Beef Wellington with Mushroom Duxelle and Compote
|For beef wellington|
|Beef tenderloin||1 Pound, cut into approx. 2 ounce portions, seared|
|Mushroom pate/Duck pate||1 Cup (16 tbs)|
|Egg||1 , for wash|
|For mushroom duxelle|
|Domestic white mushrooms||1 Pound|
|Garlic||1 Tablespoon, minced|
|Shallots||1 Tablespoon, minced|
|Herbs||1 Tablespoon (Parsley, thyme and rosemary)|
|White wine||1 Cup (16 tbs)|
|Apple and cranberry compote|
|Cranberries||1⁄2 Cup (8 tbs), dried|
|Brandy||1⁄2 Cup (8 tbs)|
|Brie cheese||250 Gram|
|Flour||1 Cup (16 tbs)|
|Egg||1 Medium, beaten|
|Pecans||1 Cup (16 tbs), toasted|
1. Preheat oven to 350F.
To make Mushroom Duxelle:
2. In a sauté pan on a medium to high heat, add a oil to your pan with garlic and shallots.
3. Caramelize and add mushrooms and white wine.
4. Cook the mixture until all liquid is gone approximately 10 minutes.
5. Pour into food processor and pulse until finely chopped, adjust with salt and pepper as needed.
To make Beef Wellington:
6. Cut filet into smaller cubes and brown them in a pan with 2 tablespoons of oil.
7. In the centre of puff pastry place 1 piece of browned filet and top with small amount of duxelle and pate.
8. Brush edges of puff pastry with egg wash and fold corners to the centre to warp filet.

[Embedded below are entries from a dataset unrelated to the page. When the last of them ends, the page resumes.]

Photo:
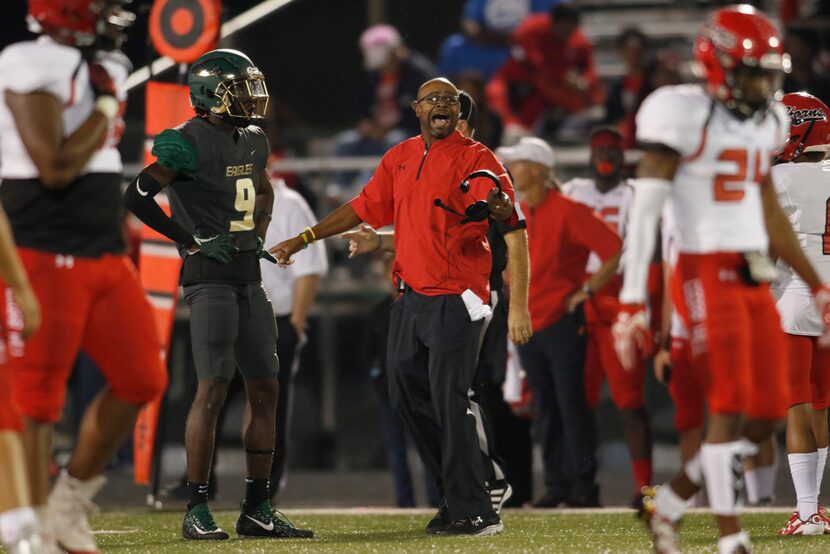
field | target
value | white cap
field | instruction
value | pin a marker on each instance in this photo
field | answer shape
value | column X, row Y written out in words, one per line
column 529, row 149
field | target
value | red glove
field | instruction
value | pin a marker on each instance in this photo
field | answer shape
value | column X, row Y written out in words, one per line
column 101, row 81
column 822, row 296
column 632, row 336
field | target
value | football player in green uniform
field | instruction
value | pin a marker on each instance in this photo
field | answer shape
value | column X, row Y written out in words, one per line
column 213, row 167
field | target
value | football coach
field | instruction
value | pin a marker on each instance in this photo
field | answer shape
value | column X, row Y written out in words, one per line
column 433, row 189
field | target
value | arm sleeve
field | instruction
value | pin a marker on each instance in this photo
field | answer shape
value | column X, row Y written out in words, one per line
column 375, row 204
column 140, row 199
column 587, row 229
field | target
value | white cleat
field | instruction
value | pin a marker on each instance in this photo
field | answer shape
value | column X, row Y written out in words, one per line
column 69, row 503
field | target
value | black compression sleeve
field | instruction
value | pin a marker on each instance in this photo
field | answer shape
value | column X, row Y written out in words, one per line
column 140, row 200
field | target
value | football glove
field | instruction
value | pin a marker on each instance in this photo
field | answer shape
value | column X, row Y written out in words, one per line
column 632, row 336
column 822, row 296
column 262, row 253
column 219, row 247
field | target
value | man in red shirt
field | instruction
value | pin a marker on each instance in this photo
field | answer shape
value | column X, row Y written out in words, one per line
column 442, row 266
column 562, row 233
column 551, row 68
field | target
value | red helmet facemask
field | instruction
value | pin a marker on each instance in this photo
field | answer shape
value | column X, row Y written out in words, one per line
column 740, row 56
column 809, row 126
column 82, row 23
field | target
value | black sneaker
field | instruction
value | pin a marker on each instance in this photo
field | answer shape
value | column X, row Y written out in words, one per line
column 199, row 525
column 265, row 521
column 441, row 519
column 476, row 526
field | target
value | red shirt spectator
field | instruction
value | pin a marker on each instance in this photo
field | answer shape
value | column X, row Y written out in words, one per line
column 551, row 67
column 435, row 254
column 561, row 235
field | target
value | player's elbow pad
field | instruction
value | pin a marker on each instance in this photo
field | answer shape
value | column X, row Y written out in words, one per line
column 641, row 236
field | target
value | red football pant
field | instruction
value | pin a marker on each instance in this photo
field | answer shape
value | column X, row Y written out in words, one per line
column 809, row 372
column 96, row 305
column 737, row 346
column 601, row 361
column 685, row 388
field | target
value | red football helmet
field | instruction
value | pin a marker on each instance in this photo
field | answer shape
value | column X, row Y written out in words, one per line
column 809, row 126
column 82, row 23
column 736, row 45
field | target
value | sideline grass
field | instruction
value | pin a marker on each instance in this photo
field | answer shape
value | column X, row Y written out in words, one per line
column 139, row 531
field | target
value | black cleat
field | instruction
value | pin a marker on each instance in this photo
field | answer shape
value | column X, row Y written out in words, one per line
column 265, row 521
column 476, row 526
column 441, row 519
column 199, row 525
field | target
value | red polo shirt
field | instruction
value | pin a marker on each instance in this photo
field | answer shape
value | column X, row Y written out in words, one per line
column 434, row 253
column 561, row 234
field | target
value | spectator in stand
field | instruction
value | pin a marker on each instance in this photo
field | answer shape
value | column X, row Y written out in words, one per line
column 394, row 74
column 483, row 43
column 803, row 45
column 488, row 126
column 625, row 94
column 550, row 75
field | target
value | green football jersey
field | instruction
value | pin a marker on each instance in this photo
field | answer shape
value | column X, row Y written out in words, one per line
column 219, row 196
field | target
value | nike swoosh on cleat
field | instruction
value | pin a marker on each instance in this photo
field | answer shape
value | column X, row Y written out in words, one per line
column 269, row 527
column 138, row 188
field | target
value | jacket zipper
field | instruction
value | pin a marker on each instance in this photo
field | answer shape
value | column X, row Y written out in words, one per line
column 423, row 159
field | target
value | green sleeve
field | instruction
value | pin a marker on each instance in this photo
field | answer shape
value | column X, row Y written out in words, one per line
column 174, row 152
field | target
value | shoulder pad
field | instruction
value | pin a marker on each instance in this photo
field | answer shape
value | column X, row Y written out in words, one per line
column 175, row 152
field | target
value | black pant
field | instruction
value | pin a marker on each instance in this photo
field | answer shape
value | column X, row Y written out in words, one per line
column 433, row 347
column 554, row 360
column 287, row 342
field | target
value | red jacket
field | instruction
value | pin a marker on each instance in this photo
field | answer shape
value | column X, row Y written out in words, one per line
column 543, row 63
column 561, row 234
column 434, row 253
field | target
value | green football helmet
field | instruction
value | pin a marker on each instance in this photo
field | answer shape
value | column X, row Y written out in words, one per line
column 228, row 84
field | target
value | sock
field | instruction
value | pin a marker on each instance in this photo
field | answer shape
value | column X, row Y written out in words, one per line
column 642, row 472
column 12, row 522
column 723, row 473
column 803, row 470
column 730, row 543
column 668, row 504
column 822, row 460
column 256, row 491
column 198, row 493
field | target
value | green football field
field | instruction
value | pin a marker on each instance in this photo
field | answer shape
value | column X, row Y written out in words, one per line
column 358, row 531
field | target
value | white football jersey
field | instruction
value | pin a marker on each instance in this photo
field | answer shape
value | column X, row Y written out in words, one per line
column 43, row 65
column 716, row 195
column 804, row 194
column 612, row 207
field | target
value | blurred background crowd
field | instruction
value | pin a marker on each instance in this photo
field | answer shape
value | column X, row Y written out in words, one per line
column 341, row 75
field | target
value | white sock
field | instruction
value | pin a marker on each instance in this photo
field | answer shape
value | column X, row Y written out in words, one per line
column 14, row 521
column 803, row 470
column 723, row 472
column 822, row 460
column 668, row 504
column 730, row 543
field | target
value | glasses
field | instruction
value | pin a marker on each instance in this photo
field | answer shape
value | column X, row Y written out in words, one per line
column 433, row 99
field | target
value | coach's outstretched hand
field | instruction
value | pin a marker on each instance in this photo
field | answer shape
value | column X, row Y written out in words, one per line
column 219, row 247
column 262, row 253
column 29, row 307
column 362, row 240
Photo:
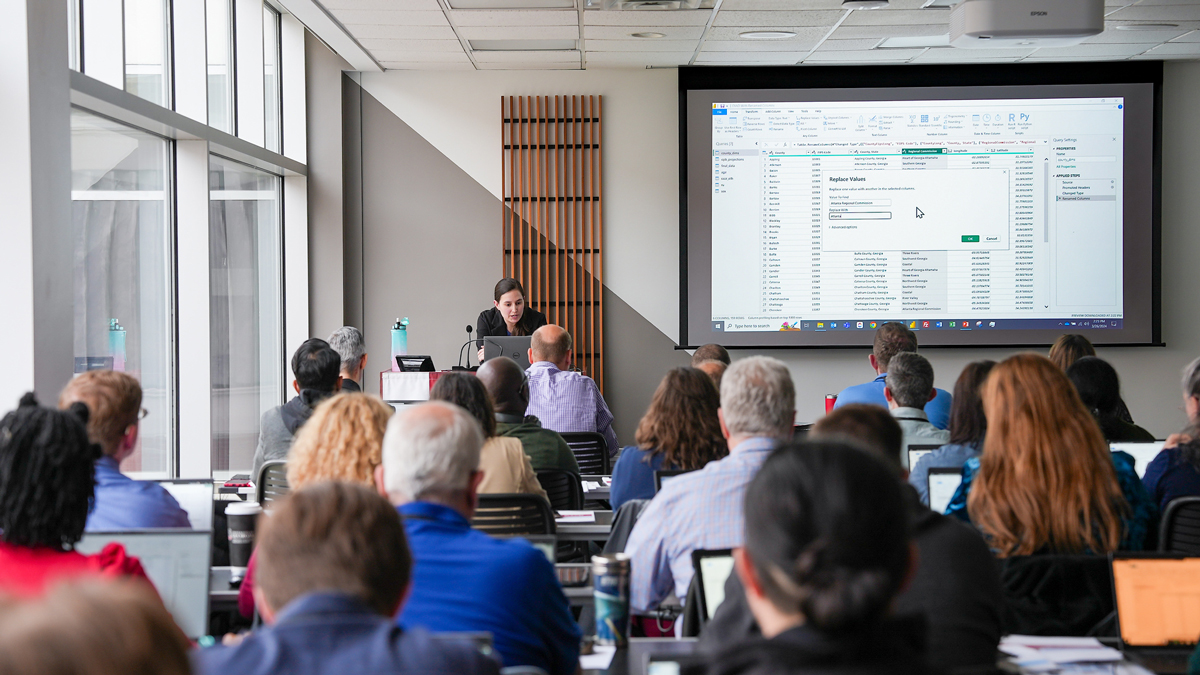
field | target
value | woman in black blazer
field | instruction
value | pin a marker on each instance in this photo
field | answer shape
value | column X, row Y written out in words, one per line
column 509, row 314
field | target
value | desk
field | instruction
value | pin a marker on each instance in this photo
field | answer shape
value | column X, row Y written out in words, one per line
column 595, row 531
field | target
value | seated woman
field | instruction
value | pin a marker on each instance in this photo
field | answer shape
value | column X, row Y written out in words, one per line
column 827, row 551
column 679, row 431
column 1175, row 472
column 341, row 441
column 1047, row 481
column 46, row 489
column 967, row 428
column 1101, row 392
column 505, row 466
column 510, row 314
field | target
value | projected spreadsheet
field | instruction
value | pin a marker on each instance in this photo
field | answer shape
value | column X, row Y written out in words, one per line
column 942, row 214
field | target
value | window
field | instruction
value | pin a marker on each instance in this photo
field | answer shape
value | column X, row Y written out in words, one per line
column 123, row 270
column 245, row 310
column 273, row 94
column 145, row 51
column 220, row 49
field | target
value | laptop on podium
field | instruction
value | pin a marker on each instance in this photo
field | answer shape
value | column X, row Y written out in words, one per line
column 1158, row 608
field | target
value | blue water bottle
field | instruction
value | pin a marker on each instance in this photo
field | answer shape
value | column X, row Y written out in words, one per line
column 117, row 345
column 399, row 341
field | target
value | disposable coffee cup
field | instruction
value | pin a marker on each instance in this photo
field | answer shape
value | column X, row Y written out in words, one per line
column 243, row 519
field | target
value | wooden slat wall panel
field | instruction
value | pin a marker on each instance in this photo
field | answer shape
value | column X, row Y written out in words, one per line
column 553, row 214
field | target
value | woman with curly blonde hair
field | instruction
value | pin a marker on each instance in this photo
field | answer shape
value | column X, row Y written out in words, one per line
column 341, row 441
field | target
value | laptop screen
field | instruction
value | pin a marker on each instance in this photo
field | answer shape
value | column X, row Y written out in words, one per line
column 1158, row 601
column 1143, row 453
column 177, row 561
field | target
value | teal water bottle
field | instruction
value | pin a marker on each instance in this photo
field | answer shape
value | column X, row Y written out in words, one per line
column 117, row 345
column 399, row 341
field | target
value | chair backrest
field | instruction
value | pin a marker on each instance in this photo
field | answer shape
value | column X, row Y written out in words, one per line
column 563, row 488
column 591, row 451
column 509, row 515
column 273, row 482
column 1180, row 529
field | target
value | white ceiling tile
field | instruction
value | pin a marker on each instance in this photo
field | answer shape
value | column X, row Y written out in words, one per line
column 873, row 55
column 375, row 46
column 898, row 17
column 421, row 57
column 526, row 57
column 402, row 31
column 777, row 19
column 687, row 17
column 514, row 17
column 793, row 45
column 862, row 31
column 1147, row 12
column 623, row 33
column 803, row 34
column 520, row 33
column 349, row 17
column 640, row 45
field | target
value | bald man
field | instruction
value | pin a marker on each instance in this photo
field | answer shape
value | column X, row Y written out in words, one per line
column 505, row 382
column 562, row 399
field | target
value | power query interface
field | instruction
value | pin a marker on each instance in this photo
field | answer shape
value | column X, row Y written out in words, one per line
column 967, row 214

9. Brush with egg wash and place in oven to cook about 15 minutes or until golden brown and pastry is cooked through.
10. Serve with garnish if desired to accompany a glass of wine.
APPLE AND CRANBERRY COMPOTE
1. Dice apples and add into a sauce pan along with dry cranberries, sugar, brandy and water and reduce to a syrupy consistency
2. Coat brie cheese with flour, egg wash and toasted pecans.
3. Place on a baking tray and bake for about 5 minutes.
4. Place on a serving plate, spread the cooked apple and cranberries and serve.